From: Murray S. Kucherawy <msk_at_cloudmark.com>
Date: Mon, 16 Aug 2010 09:51:02 -0700

> -----Original Message-----
> From: opendkim-dev-bounce_at_lists.opendkim.org [mailto:opendkim-dev-
> bounce_at_lists.opendkim.org] On Behalf Of Alessandro Vesely
> Sent: Sunday, August 15, 2010 4:53 AM
> To: Murray S. Kucherawy
> Cc: opendkim-dev_at_lists.opendkim.org
> Subject: Re: Revised stats gathering approach
>
> On 14/Aug/10 16:52, Murray S. Kucherawy wrote:
> > [Besides envelope IDs], unfortunately, the 5322.Message-ID cannot be
> trusted to be unique.
>
> How are we going to stuff multiple messages, possibly being logged
> concurrently, onto the same log file, then? I think a "best effort"
> ID would suffice, for statistical purposes, since a conservative sort
> that groups log lines by equal ID would almost always yield the
> correct result.
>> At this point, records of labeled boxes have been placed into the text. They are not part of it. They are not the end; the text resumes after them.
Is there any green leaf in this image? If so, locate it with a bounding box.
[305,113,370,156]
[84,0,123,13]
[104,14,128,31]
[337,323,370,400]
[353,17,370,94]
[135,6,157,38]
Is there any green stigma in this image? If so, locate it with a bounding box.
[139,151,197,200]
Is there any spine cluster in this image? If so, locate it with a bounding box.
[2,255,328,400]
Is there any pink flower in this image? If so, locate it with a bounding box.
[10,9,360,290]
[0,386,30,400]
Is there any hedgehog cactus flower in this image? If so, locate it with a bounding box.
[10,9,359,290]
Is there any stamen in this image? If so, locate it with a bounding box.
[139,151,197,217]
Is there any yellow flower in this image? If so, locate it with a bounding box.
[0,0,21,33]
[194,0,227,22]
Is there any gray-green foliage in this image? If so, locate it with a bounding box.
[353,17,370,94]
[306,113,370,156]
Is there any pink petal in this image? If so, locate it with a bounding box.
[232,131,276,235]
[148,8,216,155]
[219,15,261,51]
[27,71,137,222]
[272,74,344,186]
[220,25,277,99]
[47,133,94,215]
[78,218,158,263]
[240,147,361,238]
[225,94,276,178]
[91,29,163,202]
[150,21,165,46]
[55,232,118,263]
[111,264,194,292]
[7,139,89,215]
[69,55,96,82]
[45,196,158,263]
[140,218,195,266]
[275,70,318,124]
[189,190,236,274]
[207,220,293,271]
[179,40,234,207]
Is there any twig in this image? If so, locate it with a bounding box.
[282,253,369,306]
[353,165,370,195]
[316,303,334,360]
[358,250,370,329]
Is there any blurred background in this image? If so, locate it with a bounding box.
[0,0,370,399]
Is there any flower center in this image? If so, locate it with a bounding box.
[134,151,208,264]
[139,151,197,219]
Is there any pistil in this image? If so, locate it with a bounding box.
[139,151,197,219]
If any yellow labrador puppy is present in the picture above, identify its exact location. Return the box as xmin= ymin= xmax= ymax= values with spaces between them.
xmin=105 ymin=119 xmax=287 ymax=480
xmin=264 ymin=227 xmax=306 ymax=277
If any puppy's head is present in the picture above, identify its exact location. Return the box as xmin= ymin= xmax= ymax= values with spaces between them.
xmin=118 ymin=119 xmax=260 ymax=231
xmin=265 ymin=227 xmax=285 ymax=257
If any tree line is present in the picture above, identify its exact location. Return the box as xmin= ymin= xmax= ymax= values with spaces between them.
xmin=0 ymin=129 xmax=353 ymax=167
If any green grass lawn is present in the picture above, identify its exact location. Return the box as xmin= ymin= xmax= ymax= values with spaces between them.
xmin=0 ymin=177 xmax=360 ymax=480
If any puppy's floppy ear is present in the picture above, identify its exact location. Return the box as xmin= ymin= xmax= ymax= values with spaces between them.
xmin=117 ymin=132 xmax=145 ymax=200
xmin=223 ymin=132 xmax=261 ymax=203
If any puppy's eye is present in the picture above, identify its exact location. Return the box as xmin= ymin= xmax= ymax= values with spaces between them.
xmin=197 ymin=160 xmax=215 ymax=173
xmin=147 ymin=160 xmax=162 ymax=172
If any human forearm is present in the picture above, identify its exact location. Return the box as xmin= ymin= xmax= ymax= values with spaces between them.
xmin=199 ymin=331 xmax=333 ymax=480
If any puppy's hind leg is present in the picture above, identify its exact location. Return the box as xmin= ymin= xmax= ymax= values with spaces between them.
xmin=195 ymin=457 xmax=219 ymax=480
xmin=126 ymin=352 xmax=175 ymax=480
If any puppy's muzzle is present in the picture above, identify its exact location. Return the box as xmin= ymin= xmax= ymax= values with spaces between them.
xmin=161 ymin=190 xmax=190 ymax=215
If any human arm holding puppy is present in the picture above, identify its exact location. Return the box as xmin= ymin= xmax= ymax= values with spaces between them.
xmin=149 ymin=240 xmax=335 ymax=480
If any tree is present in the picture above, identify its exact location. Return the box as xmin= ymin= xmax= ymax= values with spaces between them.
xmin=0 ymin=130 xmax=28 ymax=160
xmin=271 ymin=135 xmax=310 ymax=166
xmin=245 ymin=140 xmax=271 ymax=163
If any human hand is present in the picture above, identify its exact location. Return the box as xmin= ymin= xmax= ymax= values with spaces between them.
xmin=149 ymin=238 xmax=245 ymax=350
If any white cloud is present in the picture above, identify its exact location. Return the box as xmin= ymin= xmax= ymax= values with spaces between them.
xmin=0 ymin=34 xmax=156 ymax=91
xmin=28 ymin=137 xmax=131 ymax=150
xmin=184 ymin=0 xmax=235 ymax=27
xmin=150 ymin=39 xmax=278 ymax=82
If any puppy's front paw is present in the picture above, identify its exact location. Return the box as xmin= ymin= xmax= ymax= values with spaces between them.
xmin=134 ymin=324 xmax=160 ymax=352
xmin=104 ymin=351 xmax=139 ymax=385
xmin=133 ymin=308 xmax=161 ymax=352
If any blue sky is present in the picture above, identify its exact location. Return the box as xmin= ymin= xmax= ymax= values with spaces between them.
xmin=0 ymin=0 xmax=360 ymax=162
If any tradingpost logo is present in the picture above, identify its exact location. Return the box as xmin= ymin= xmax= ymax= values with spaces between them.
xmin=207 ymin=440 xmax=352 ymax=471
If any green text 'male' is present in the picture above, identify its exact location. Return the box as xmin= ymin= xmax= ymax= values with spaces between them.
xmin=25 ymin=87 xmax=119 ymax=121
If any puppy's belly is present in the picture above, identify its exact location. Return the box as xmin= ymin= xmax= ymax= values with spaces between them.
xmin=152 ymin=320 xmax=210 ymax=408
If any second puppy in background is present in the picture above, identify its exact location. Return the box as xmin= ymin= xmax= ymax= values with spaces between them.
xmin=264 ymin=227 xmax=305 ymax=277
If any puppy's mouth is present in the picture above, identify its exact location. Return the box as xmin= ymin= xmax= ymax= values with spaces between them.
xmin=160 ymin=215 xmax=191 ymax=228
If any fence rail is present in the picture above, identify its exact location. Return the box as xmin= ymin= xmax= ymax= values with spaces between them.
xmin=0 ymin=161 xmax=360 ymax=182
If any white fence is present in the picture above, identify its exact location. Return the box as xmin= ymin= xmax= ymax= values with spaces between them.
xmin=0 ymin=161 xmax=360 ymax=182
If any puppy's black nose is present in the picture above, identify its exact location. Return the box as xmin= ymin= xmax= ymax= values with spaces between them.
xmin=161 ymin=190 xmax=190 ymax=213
In that case, fopen(log_file, "a") and line-by-line
> logging should suffice.

Yes, that's my plan. Also, part of the record includes a timestamp, and there's apparently a one-in-2^15 chance that a postfix job ID will be recycled within the same second, so a composite key involving the reporting host, job ID and timestamp should prevent any ambiguity once it gets inserted into an SQL table.
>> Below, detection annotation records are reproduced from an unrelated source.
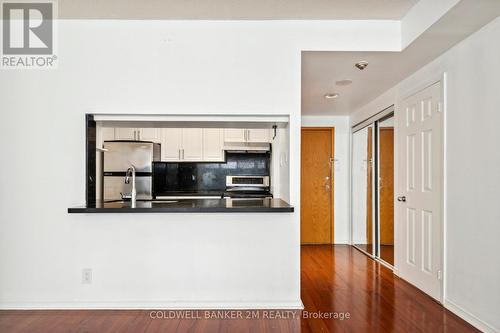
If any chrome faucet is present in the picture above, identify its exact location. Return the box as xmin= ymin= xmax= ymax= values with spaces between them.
xmin=125 ymin=165 xmax=137 ymax=208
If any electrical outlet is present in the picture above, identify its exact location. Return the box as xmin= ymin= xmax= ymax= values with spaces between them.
xmin=82 ymin=268 xmax=92 ymax=284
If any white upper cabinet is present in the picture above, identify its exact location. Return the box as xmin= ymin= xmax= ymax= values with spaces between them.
xmin=224 ymin=128 xmax=270 ymax=143
xmin=247 ymin=128 xmax=269 ymax=142
xmin=160 ymin=128 xmax=203 ymax=162
xmin=136 ymin=128 xmax=161 ymax=142
xmin=161 ymin=128 xmax=182 ymax=162
xmin=115 ymin=127 xmax=137 ymax=140
xmin=181 ymin=128 xmax=203 ymax=161
xmin=101 ymin=127 xmax=115 ymax=141
xmin=203 ymin=128 xmax=224 ymax=162
xmin=114 ymin=128 xmax=161 ymax=142
xmin=224 ymin=128 xmax=246 ymax=142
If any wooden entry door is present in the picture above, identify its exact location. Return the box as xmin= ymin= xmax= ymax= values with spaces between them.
xmin=378 ymin=127 xmax=394 ymax=244
xmin=300 ymin=128 xmax=334 ymax=244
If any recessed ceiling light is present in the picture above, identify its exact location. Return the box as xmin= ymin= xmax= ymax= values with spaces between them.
xmin=324 ymin=93 xmax=339 ymax=99
xmin=335 ymin=79 xmax=352 ymax=86
xmin=354 ymin=60 xmax=368 ymax=71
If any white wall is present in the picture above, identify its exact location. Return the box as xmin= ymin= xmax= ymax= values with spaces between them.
xmin=0 ymin=20 xmax=401 ymax=308
xmin=302 ymin=116 xmax=350 ymax=244
xmin=352 ymin=18 xmax=500 ymax=332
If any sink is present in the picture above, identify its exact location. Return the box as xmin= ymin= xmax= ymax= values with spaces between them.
xmin=105 ymin=199 xmax=179 ymax=204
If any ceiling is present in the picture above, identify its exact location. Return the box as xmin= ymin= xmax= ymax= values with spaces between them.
xmin=302 ymin=0 xmax=500 ymax=116
xmin=58 ymin=0 xmax=418 ymax=20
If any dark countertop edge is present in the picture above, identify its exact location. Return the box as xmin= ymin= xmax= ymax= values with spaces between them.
xmin=68 ymin=207 xmax=294 ymax=214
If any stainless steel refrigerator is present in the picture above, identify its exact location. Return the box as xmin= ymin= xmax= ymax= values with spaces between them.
xmin=103 ymin=141 xmax=161 ymax=201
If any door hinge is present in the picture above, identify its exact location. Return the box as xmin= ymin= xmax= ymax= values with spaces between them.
xmin=438 ymin=102 xmax=443 ymax=112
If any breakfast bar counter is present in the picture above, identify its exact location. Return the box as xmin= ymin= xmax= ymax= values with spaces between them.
xmin=68 ymin=198 xmax=294 ymax=213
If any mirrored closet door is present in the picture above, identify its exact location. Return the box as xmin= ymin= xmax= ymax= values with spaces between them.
xmin=351 ymin=111 xmax=394 ymax=266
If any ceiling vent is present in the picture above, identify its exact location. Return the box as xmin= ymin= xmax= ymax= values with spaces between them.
xmin=354 ymin=60 xmax=368 ymax=71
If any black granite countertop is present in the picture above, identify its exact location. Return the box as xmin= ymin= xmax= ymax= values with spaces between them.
xmin=155 ymin=191 xmax=224 ymax=199
xmin=68 ymin=198 xmax=293 ymax=213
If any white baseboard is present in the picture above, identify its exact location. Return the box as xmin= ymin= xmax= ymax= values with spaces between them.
xmin=0 ymin=300 xmax=304 ymax=310
xmin=443 ymin=299 xmax=500 ymax=333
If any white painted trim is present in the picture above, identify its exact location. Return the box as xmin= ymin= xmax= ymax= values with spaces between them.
xmin=0 ymin=299 xmax=304 ymax=310
xmin=443 ymin=299 xmax=500 ymax=333
xmin=94 ymin=113 xmax=290 ymax=123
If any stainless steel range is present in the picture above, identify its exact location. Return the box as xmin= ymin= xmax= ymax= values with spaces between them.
xmin=224 ymin=176 xmax=273 ymax=199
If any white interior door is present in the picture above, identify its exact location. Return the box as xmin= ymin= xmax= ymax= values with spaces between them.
xmin=397 ymin=82 xmax=443 ymax=301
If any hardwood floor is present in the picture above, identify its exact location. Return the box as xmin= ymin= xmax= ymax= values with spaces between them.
xmin=0 ymin=245 xmax=478 ymax=333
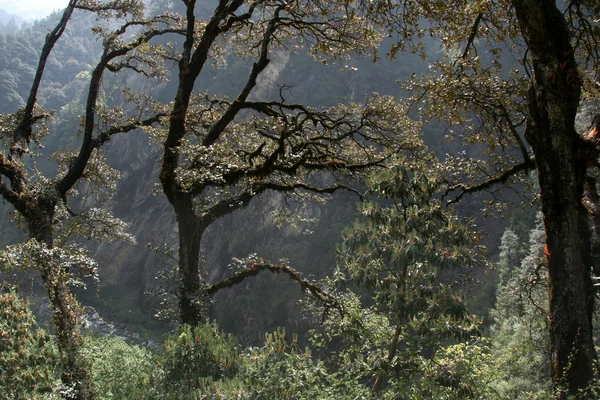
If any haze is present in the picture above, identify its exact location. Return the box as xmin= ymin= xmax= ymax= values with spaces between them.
xmin=0 ymin=0 xmax=69 ymax=20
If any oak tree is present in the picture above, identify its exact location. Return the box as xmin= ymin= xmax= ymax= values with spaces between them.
xmin=153 ymin=0 xmax=420 ymax=324
xmin=0 ymin=0 xmax=179 ymax=399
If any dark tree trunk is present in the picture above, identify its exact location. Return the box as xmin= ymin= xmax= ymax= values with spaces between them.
xmin=513 ymin=0 xmax=597 ymax=397
xmin=173 ymin=194 xmax=204 ymax=326
xmin=24 ymin=196 xmax=94 ymax=400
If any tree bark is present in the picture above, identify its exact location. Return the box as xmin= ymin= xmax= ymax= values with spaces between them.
xmin=172 ymin=193 xmax=204 ymax=326
xmin=513 ymin=0 xmax=597 ymax=398
xmin=23 ymin=196 xmax=94 ymax=400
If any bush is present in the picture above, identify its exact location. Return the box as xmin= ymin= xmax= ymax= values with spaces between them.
xmin=0 ymin=283 xmax=60 ymax=400
xmin=160 ymin=322 xmax=240 ymax=398
xmin=83 ymin=336 xmax=162 ymax=400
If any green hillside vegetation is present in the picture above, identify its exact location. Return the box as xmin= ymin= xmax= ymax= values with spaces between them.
xmin=0 ymin=0 xmax=600 ymax=400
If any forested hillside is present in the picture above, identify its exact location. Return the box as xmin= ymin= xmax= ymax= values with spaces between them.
xmin=0 ymin=0 xmax=600 ymax=399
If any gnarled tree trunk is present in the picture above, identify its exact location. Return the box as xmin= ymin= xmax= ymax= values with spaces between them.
xmin=513 ymin=0 xmax=597 ymax=397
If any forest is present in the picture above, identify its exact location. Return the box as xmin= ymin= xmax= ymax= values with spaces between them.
xmin=0 ymin=0 xmax=600 ymax=400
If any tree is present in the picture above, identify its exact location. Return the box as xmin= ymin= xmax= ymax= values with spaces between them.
xmin=365 ymin=0 xmax=600 ymax=396
xmin=0 ymin=0 xmax=178 ymax=398
xmin=332 ymin=159 xmax=482 ymax=398
xmin=0 ymin=282 xmax=60 ymax=400
xmin=154 ymin=0 xmax=420 ymax=325
xmin=490 ymin=217 xmax=551 ymax=399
With any luck I'll have the revised schema and corresponding documentation visible via CVS later today.

> The latter part, breakage diagnosis, may or may not be available.
> When it is available, its format probably varies widely. In case the
> log consists of (part of) a message's header, diagnoses may reside in
> comments given in the A-R fields.

A-R information is not complete in terms of failure diagnosis. It only reports results, not causes. There's a bunch of meta-data available through the libopendkim interface that's not recorded in original headers or in the A-R fields, and those data are part of what's currently recorded in the tabular form.

> It would still be useful to know whether message rewriting took place
> before verification, if there were any ">From" in the body, etcetera.

That would probably require a level of participation from the MTA we're unlikely to get without expensive amounts of patching. I'm hoping to include this in a release in just over a month, so there's probably no bandwidth for such an undertaking.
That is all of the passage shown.